Advanced Computing in the Age of AI | Tuesday, November 29, 2022

A New Tool for Building Energy Efficient Servers 

At the request of the United States Environmental Protection Agency (EPA), the Standard Performance Evaluation Corporation (SPEC) is developing something called the Server Efficiency Rating Tool (SERT) for the EPA’s second iteration of their server ENERGY STAR for Computer Servers program.

The effort to foster more environmentally friendly datacenters includes several different metrics. The Green 500 list, started in November of 2007, uses the simple megaflops per watt. The Green Grid’s Power Usage Efficiency (PUE) measures IT power usage as a function of total facility power usage.

Now, at the request of the United States Environmental Protection Agency (EPA), the Standard Performance Evaluation Corporation (SPEC) is developing something called the Server Efficiency Rating Tool (SERT) for the EPA’s second iteration of their server ENERGY STAR for Computer Servers program.

The EPA started its ENERGY STAR for Computer Servers program back in 2011, when they noted to Congress that energy used at data centers constituted around three percent of total energy usage in the United States. While three percent on the surface does not seem like a significant amount, a thirty percent reduction in emissions in data centers would equate to preventing emissions from one million motor vehicles, according to the EPA.

Indeed, a thirty percent reduction is exactly what the ENERGY STAR program is striving toward. “Computer servers that earn the ENERGY STAR will, on average, be 30 percent more energy efficient than standard servers.  If all servers sold in the United States meet this new specification, energy cost savings would approach $800 million per year.”

SERT is meant as a software toolkit that will collect data on various subsets of the server, such as the processing and memory, and aggregate them to create a thorough model of how efficient the machine is. “Designed to be simple to configure and use via a comprehensive graphical user interface, the SERT uses a set of synthetic worklets to test discrete system components such as processors, memory and storage, providing detailed power consumption data at different load levels,” noted SPEC in their release on the process behind SERT. “Results are provided in both machine- and human-readable forms, enabling automatic submission to government-sponsored certification programs as well as both summary and detail reports for use by potential customers.”

SPEC and the EPA will work together for nine months to determine how best to rank servers using SERT. Since the test is new and relatively complicated compared to PUE and megaflops per watt, SPEC and the EPA will need time to build up a sample size to ensure a proper recommendation. It should be noted that metrics like PUE are not specifically designed for direct comparison while SERT is.
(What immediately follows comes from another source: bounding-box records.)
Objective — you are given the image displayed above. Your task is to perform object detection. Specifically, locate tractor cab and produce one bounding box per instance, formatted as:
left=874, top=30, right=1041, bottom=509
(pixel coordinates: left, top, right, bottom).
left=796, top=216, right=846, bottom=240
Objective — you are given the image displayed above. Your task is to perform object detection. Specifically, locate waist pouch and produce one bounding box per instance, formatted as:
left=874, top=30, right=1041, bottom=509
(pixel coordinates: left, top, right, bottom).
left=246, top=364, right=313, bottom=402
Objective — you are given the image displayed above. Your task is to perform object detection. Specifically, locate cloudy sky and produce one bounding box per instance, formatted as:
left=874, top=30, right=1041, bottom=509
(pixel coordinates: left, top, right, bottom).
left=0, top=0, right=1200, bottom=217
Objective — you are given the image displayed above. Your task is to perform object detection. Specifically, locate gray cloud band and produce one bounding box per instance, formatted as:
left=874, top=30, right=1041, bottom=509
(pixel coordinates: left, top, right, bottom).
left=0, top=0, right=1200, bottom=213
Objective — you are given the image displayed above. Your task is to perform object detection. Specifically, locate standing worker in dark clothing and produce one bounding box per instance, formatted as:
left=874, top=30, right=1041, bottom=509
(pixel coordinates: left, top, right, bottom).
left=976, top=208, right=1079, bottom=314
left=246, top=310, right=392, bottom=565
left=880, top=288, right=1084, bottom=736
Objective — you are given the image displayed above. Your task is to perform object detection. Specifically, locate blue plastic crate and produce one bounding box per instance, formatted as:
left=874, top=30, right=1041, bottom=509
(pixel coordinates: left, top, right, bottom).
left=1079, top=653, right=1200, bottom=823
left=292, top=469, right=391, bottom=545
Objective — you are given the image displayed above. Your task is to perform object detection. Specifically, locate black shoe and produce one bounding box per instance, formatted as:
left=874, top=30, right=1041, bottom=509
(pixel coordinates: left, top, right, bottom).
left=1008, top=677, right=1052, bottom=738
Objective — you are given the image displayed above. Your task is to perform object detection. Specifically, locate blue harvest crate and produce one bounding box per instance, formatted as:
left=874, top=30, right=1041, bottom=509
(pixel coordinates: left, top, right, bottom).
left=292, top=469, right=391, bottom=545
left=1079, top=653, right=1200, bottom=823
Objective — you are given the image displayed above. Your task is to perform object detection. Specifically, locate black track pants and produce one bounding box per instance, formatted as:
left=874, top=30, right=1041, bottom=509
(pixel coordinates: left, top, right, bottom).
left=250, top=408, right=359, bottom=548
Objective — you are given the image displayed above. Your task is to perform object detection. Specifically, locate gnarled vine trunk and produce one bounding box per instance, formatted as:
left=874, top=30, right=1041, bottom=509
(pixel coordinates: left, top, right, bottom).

"If a customer knows their application is going to be heavy on CPU and memory, for instance, he can look at the data and choose the most efficient server for that workload," said Klaus Dieter-Lange, SPEC chairman. He went on to explain how he expects the implementation of the tool by the ENERGY STAR program will affect server design. "The server vendors will be forced to design more efficient servers, not just for CPU-intensive workloads but also for memory and storage as well.”

By rule, only 25 percent of servers will garner ENERGY STAR rating. Further, those will be the only servers allowed to be sold on the public market. It will be worth following how effective SERT will be at identifying efficiency.